Agora, quando para um servidor público, o que é que para? O serviço à população. Coisa que historicamente sempre foi vista como prioridade zero. Nos discursos dos políticos, eles estão no topo, mas na ação cotidiana dos governantes, é zero. Então, há que se perguntar: como são os serviços públicos quando os trabalhadores estão trabalhando? Se for olhar com honestidade vai se perceber que se a “cidadania” consegue ter algum acesso aos serviços do estado, muito é por conta da dedicação dos trabalhadores que, trabalhando geralmente em condições adversas, se desdobram em mil para dar conta de uma máquina emperrada, ineficaz, desumana. Basta passar um dia num hospital público, ou num posto de saúde, ou numa escola de periferia, ou numa universidade sucateada para ver como é trabalhar nessas condições.
Então, o trabalhador para, quando não pode mais. Quando precisa gritar por melhor qualidade no ambiente de trabalho, por carreira, por salário – essa coisa vil que não paga o valor daquilo que se produz. E o que faz o governo? Estica a greve, leva dois meses parar abrir uma mesa de conversa, na qual diz que não haverá conversa. Então passam mais meses e os trabalhadores implorando por um diálogo. É isso que é uma greve de trabalhadores públicos. Uma humilhação a mais. E no fim das contas, são ainda enxovalhados como vilões da cidadania.
O jornalista fala de um exemplo no qual os médicos em greve atendem na rua. Mas não é isso que se quer. O que querem os trabalhadores públicos é um atendimento digno, humanizado, em instalações boas, eficazes. Os professores poderiam dar aulas públicas, e dão. Mas e daí? O governo valida como aula dada? Não! E o trabalho cotidiano dos técnicos-administrativos para manter a máquina pública funcionando nas suas entranhas? Como fazê-lo em tempos de luta? Ou eles são tão insignificantes que não estão na lista dos serviços a prestar?

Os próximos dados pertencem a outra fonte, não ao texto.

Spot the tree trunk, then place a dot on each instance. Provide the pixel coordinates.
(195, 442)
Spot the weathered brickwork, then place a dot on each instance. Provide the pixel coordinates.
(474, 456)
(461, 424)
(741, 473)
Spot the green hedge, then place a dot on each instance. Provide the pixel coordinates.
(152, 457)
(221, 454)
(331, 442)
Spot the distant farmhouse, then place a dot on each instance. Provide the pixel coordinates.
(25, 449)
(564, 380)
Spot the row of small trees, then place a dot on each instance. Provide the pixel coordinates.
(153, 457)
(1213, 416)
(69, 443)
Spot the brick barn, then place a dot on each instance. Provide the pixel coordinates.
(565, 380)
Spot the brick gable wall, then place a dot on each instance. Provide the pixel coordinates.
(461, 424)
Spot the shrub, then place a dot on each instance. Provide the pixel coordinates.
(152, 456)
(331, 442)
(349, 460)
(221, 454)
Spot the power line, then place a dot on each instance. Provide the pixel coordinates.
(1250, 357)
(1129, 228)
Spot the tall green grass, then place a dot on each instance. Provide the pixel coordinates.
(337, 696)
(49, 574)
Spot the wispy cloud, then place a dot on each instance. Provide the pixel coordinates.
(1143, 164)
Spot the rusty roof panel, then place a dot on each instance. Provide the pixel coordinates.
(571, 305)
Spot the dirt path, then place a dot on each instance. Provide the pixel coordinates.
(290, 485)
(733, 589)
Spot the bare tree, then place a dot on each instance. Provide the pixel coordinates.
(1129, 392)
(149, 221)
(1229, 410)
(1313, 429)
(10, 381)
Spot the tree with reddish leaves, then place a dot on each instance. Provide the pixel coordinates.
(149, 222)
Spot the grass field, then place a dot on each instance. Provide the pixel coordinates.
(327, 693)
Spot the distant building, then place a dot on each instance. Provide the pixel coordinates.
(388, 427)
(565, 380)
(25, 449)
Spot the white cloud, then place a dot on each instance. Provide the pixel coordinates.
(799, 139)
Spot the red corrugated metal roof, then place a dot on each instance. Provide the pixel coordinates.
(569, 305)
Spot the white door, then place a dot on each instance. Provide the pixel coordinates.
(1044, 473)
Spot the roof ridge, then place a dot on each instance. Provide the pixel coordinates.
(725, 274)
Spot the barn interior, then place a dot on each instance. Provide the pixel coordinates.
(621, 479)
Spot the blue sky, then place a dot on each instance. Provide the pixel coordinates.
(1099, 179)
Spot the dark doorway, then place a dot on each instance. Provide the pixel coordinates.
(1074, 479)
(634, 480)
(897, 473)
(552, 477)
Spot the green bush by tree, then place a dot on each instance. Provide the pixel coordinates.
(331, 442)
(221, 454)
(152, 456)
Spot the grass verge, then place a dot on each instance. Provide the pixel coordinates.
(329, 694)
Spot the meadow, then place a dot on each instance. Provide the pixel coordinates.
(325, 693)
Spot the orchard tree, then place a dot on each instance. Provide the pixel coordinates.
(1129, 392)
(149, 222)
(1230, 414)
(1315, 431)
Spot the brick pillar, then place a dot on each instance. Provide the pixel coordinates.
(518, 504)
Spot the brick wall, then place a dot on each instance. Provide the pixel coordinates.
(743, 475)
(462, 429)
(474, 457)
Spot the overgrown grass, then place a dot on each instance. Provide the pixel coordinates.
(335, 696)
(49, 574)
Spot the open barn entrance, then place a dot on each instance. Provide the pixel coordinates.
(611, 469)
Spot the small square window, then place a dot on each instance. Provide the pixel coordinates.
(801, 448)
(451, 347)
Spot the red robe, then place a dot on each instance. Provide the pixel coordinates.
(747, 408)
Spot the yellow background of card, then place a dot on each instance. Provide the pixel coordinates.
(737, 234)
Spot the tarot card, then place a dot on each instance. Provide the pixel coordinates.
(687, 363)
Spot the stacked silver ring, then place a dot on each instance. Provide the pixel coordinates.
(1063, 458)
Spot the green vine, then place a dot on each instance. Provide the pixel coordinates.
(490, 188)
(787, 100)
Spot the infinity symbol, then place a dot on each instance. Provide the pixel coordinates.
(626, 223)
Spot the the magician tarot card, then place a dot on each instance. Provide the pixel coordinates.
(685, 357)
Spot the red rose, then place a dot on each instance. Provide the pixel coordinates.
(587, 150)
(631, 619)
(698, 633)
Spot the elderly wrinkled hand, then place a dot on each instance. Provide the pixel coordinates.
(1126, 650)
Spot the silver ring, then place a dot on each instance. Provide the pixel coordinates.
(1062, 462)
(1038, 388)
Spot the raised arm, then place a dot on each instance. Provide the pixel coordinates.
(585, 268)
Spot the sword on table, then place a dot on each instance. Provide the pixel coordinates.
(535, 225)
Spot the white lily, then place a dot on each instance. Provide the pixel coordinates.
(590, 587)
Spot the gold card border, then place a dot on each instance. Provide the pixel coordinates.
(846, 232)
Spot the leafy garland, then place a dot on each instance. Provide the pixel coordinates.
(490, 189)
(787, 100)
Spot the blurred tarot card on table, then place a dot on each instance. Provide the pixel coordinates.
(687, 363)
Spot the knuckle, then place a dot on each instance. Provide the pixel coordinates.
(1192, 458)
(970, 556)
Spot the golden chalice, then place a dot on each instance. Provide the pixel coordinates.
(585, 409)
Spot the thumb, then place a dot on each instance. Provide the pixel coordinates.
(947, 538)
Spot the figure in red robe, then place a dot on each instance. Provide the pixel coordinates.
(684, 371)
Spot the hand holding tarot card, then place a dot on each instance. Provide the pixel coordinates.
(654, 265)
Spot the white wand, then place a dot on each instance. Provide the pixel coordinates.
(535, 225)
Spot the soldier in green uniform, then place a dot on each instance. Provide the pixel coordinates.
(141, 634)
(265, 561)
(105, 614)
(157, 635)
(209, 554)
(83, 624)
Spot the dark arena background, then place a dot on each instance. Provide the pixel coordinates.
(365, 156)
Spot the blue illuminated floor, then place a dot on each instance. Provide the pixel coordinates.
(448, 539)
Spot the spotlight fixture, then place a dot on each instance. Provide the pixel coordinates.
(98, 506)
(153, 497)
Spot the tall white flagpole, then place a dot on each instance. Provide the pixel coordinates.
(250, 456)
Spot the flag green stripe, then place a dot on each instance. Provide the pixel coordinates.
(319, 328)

Sim, a greve no serviço público é um drama social. Sim, toca no que é mais frágil, que é quem precisa do serviço público. Prejudica, provoca sofrimento, angústia e dor. Logo, ela não deveria existir. Isso significa que a “nova forma” de luta deveria ser eleger um tipo de governo, um tipo de organização da vida, que realmente pensasse no Público, que valorizasse os trabalhadores do setor, que dialogasse com eles, que ao primeiro sinal de movimentação reivindicativa se dispusesse a negociar, impedindo a paralisação.
Mas, não, o que vemos é um governo – os de todas as cores – que provoca o espichamento da greve, que se omite, que se esconde, que endurece em posições pré-definidas, que não negocia. Assim, as greves por tempo indeterminado são provocadas por essa ação governamental. Porque é o governo quem tem poder. Os trabalhadores só têm a sua força de trabalho, os seus corpos nus, como dizia o grande repórter Marcos Faerman. E é essa força, frágil, que eles colocam na rua, em luta. Claro que trabalhadores há que não participam, que ficam em casa, que são relapsos na greve e no trabalho. Mas, são a minoria.
Por fim, questionar o método das greves intermináveis é legítimo, mas há que focar no alvo certo. Responsabilizar os trabalhadores é reforçar velhos e sofríveis preconceitos.